En France, la question du mode de filiation - en lien avec la Programmation Médicalement Assistée (PMA) - est à l'agenda du parlement. Dans le cadre d'un projet de loi de bioéthique, les réactions des députés sont vives. Le journal La Croix les confronte.
« Une révolution tranquille ». Ce sont les mots choisis par la garde des sceaux pour qualifier le changement dans la filiation introduit par le projet de loi de bioéthique. Mais mercredi 2 octobre au soir, la teneur des débats dans l’hémicycle les a rapidement contredits.
L’examen de l’article 4 qui vise à établir un nouveau mode de filiation pour les couples de femmes a provoqué une guerre de tranchée. Le texte, déjà modifié par le gouvernement avant le travail en commission, divise encore violemment les députés. Entre ceux qui saluent une avancée historique et ceux qui y voient la mise à mal d’un principe essentiel de notre société, le compromis a paru impossible.
Adapter l’état civil à une situation inédite
La nécessité a été maintes fois rappelée par Nicole Belloubet : adapter le droit de la filiation à la situation inédite des couples de femmes. L’article 4 découle de l’article premier qui consacre l’accès à la PMA pour les couples de femmes et les femmes seules. Après avoir envisagé une déclaration anticipée de maternité, le gouvernement a inscrit dans le projet de loi une reconnaissance conjointe préalable, enregistrée devant notaire.
Nicole Belloubet a aussi détaillé les trois « axes » de sa réflexion. Ne rien changer aux filiations existantes. Assurer la sécurité juridique des femmes et des enfants qui naîtront de leur union. Assurer l’égalité entre tous les enfants quel que soit le mode de procréation. C’est donc selon la ministre une « révolution » puisqu’elle crée un nouveau mode de filiation. Mais elle est « tranquille » car elle ne change rien aux autres. « Ce n’est pas parce que des filiations différentes coexistent qu’elles s’excluent », a voulu rassurer Coralie Dubost, sans parvenir à calmer les oppositions.
Faire disparaître la vraisemblance biologique
C’est le principal reproche des députés qui ont déposé des amendements de suppression : la disparition du lien biologique. « Le vrai sujet, a attaqué ainsi Patrick Hetzel (LR), c’est le bouleversement du mode de filiation inédit dans l’histoire de l’humanité. » Dans ce projet de loi, se joue « l’éviction de la spécificité de la femme qui accouche, a renchéri Annie Genevard (LR), qui est la seule pourtant à pouvoir décider d’un diagnostic prénatal, d’une IVG ou encore d’un accouchement sous X. »

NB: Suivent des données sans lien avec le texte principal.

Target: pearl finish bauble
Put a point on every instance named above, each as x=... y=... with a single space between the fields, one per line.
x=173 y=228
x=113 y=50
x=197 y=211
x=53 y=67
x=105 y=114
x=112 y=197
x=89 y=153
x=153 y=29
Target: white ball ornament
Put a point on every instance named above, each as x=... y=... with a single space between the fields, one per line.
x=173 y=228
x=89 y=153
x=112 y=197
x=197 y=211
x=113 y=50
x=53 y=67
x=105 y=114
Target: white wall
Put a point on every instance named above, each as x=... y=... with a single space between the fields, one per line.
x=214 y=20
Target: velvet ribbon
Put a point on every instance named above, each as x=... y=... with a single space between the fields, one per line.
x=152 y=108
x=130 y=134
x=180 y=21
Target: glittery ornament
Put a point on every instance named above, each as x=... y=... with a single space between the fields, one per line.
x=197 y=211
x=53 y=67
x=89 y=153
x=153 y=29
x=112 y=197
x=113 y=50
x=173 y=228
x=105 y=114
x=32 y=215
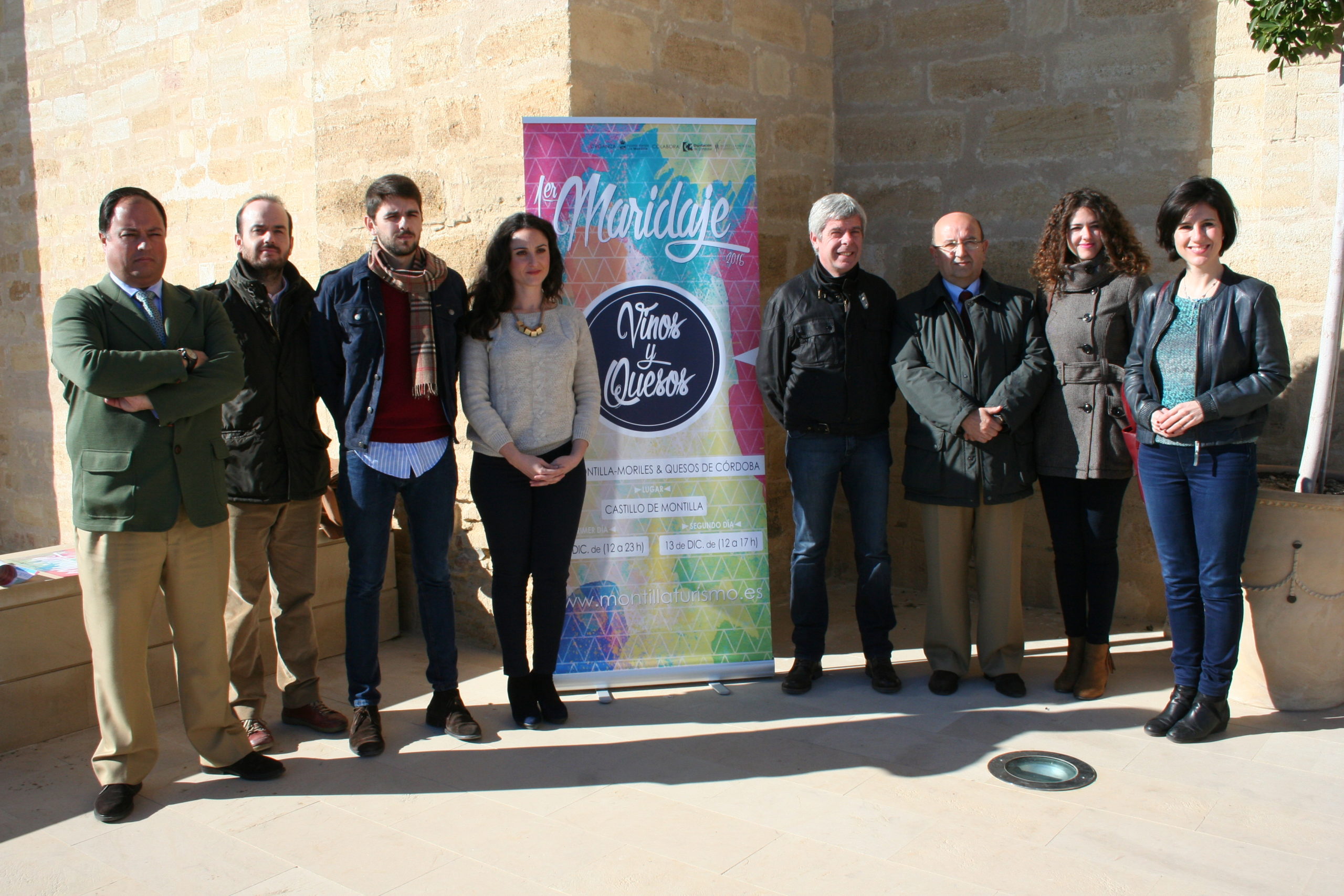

Pour eux, c’est l’obsession de l’égalité, revendiquée par les associations qui avaient réagi à la première version de la loi, qui conduit le gouvernement dans une impasse juridique. « Pour créer une égalité factice entre les deux mères, vous obligez la mère qui accouche à une reconnaissance, ce qui casse le principe de la vraisemblance biologique », a contesté à son tour Pascal Brindeau (UDI). Dans un couple hétérosexuel, a défendu encore Xavier Breton (LR), « il existe bien une différence entre la mère qui accouche et le père qui reconnaît l’enfant. Pourquoi ne pas vouloir reconnaître de différence au sein d’un couple de femmes ? »
Généraliser un même régime de filiation
Mais de l’autre côté de l’hémicycle, la recherche d’égalité a également nourri des critiques. Des voix sont venues contester l’écriture actuelle de l’article au vu des discriminations qu’il crée encore. Notamment entre les femmes en couple, tenues de passer par cette reconnaissance préalable pour devenir mères, et les couples hétérosexuels ou les femmes seules qui n’auraient pas cette obligation. « Une différence de traitement qui nous fait même douter de la constitutionnalité du texte », a souligné Marie-Noëlle Battistel (PS).
À gauche encore, d’autres députés ont défendu l’idée d’appliquer un même régime à tous les parents. Ainsi Clémentine Autain (LFI) qui a désigné la généralisation de filiation par reconnaissance préalable comme un horizon pour tous. Ainsi Elsa Faucillon (PCF) qui s’est montrée favorable au remplacement de la présomption de maternité ou de paternité qui « ne tient pas debout » par une « présomption de parentalité » généralisée à tous les couples et aux femmes seules.
Entre le rejet d’une filiation fondée sur la seule volonté d’un côté et le souhait de rompre avec tout principe de vraisemblance biologique de l’autre, la majorité tente plus que jamais l’équilibre du « en même temps ».